Aveva provato tre volte a cucinare il pollo come lo faceva Anna. E fallì ogni volta. La prima, non lo aveva nemmeno scongelato bene; la seconda, lo aveva salato troppo; e la terza, lo dimenticò nel forno. Niente allarmi, per fortuna, ma dovette arieggiare la cucina per due ore.
Nel frattempo, Anna sembrava rinata. Niente più corse al supermercato dopo il lavoro, niente più “che si prepara stasera?” né “dove sono le calze pulite?”. Solo una cena per sé, una serata tranquilla con un libro e la sua serie preferita. Mercoledì, invece della solita lavatrice, era uscita con Machka in un caffè — di mercoledì! E nel weekend, mentre Léon lottava con l’aspirapolvere, lei si rilassava sul divano. Un sogno!
Léon osservava tutto questo digrignando i denti, ma capendo, finalmente, quanto avesse sempre dato per scontato.

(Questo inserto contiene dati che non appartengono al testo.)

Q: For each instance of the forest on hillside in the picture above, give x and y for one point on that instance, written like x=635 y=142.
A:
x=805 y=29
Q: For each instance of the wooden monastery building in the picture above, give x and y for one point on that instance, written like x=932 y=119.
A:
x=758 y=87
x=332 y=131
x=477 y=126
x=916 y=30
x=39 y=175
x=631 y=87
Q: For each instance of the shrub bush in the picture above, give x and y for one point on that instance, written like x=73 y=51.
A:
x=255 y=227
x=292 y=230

Venerdì non ne poté più. Uscì prima dal lavoro, si precipitò al supermercato, comprò mille cose e tornò a casa deciso a rimediare. Si organizzò come ai tempi in cui cercava di conquistarla: candele, una bottiglia del vino rosso dolce che lei adorava in segreto (anche se diceva di preferire il secco), e soprattutto… pollo arrosto. Non era un capolavoro culinario, ma lo aveva preparato con il cuore.
Quando sentì la chiave girare nella serratura, Léon era quasi emozionato. Anna si fermò sulla soglia, annusando gli odori familiari della casa che aveva cominciato a dimenticare.
« Che cos’è tutto questo? » chiese, guardando con sospetto la tavola apparecchiata e le candele tremolanti.
« È la cena, » rispose semplicemente Léon. « Per noi due. L’ho preparata io. »
Si sedettero, e Léon versò il vino nei bicchieri.
« Ho pensato molto in questi giorni, » cominciò. « E ho capito che avevo torto. Hai sempre fatto molto più di quanto io notassi o apprezzassi. »
Anna lo ascoltava attentamente, senza interrompere.
« Ti propongo un nuovo accordo, » continuò Léon. « Entrambi lavoriamo a tempo pieno. E dobbiamo prenderci cura della casa entrambi. Sono pronto a occuparmi della spesa, dei piatti, della spazzatura… e di altro, anche se non so ancora fare tutto. Ma dimmi tu cosa pensi. Per i soldi… dividiamo il bilancio in base agli stipendi? Io sessantacinque percento, tu trentacinque. Ti sembra giusto? »
Anna fece roteare il vino nel bicchiere.
« Sai, » disse infine, « ci sto. Ma a una condizione. Che dividiamo davvero le responsabilità, e che non debba ricordarti ogni cosa o controllarti. »
« Promesso, » disse Léon, serio. « Ho anche fatto un elenco e un calendario. Guarda, » le porse il telefono con il file aperto. « Ho pianificato tutto. »
Anna scorse la lista e sorrise.
« Sai, potresti diventare un marito quasi decente, » disse con un sorriso malizioso.
Léon rise e alzò il bicchiere.
« A un nuovo inizio? »
« A una vera collaborazione, » lo corresse Anna, brindando con lui.
Rimasero a lungo in cucina, parlando e facendo progetti. E quel pollo arrosto — forse un po’ secco e troppo salato — quella sera sembrava il piatto più buono del mondo.